La dynamique industrielle européenne envoie enfin des signaux positifs. Pour Véronique Riches-Flores, économiste indépendante et fondatrice de RichesFlores Research, la reprise prend corps, même si elle reste partiellement alimentée par des commandes exceptionnelles.
+2 %, +1,6 %, + 5,7 %, +7,8 % : la montée en régime de l’évolution des commandes à l’industrie allemande ne laisse plus de place au doute, la reprise est là, quand bien même toujours très largement alimentée par des ordres dits « exceptionnels ». Data centers ou autres commandes liées aux programmes publics ? Le détail n’est pas fourni mais ces commandes sont, avant tout, domestiques ce qui tranche avec le passé allemand. Les ordres en provenance de la zone euro restent plus instables, en léger repli en décembre après une forte hausse en novembre.

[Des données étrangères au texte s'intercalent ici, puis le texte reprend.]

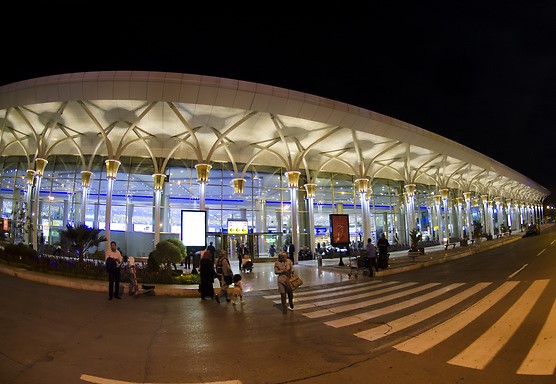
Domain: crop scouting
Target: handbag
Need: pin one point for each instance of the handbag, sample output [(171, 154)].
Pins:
[(295, 281)]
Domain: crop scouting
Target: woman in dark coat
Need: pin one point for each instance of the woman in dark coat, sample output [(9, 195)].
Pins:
[(208, 274)]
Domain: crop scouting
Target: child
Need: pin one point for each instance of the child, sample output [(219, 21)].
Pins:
[(238, 289)]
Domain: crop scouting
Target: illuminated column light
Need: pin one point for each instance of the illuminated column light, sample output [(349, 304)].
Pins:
[(293, 184), (158, 179), (203, 171), (112, 166), (239, 185), (467, 197), (85, 188), (40, 165), (410, 190), (311, 191), (444, 193), (362, 187), (437, 202)]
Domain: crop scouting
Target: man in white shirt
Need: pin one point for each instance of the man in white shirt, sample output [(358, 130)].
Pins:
[(113, 268)]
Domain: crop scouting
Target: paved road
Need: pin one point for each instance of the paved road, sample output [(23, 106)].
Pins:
[(52, 334)]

Ils évoluent toutefois sur une tendance annuelle de plus de 8,5 %. Ceux du reste du monde sont moins souvenus, tirés par les biens de consommation mais bien peu par l’industrie traditionnellement moteur, des biens d’équipement et des biens intermédiaires. L’ensemble est néanmoins encourageant, offrant les premiers signes tangibles des effets de la politique gouvernementale et, sans doute, des développements autour de l’IA.

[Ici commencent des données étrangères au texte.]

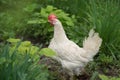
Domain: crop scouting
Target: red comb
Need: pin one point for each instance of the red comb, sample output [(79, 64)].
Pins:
[(51, 17)]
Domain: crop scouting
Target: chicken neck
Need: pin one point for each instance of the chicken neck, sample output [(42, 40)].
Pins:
[(59, 33)]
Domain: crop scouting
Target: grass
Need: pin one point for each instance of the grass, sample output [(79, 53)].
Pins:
[(16, 66)]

La situation en France est, a priori, moins bien orientée. Avec un repli de 0,8 %, la production manufacturière du mois de décembre déçoit. À y regarder de plus près, néanmoins, le verdict est moins sévère. Comme c’est régulièrement le cas ces derniers mois, la production de l’aéronautique explique en grande partie ce médiocre résultat, avec une chute de près de 18 % sur un mois. Le secteur est, néanmoins, coutumier de cette instabilité. Les nouvelles encourageantes viennent d’ailleurs, en l’occurrence dans le constat d’une reprise plus large de l’activité dont ont profité les industries de l’habillement et la pharmacie mais, aussi, la métallurgie, les biens d’équipement et l’industrie automobile, laquelle ressort en hausse de plus de 12 % ces douze derniers mois.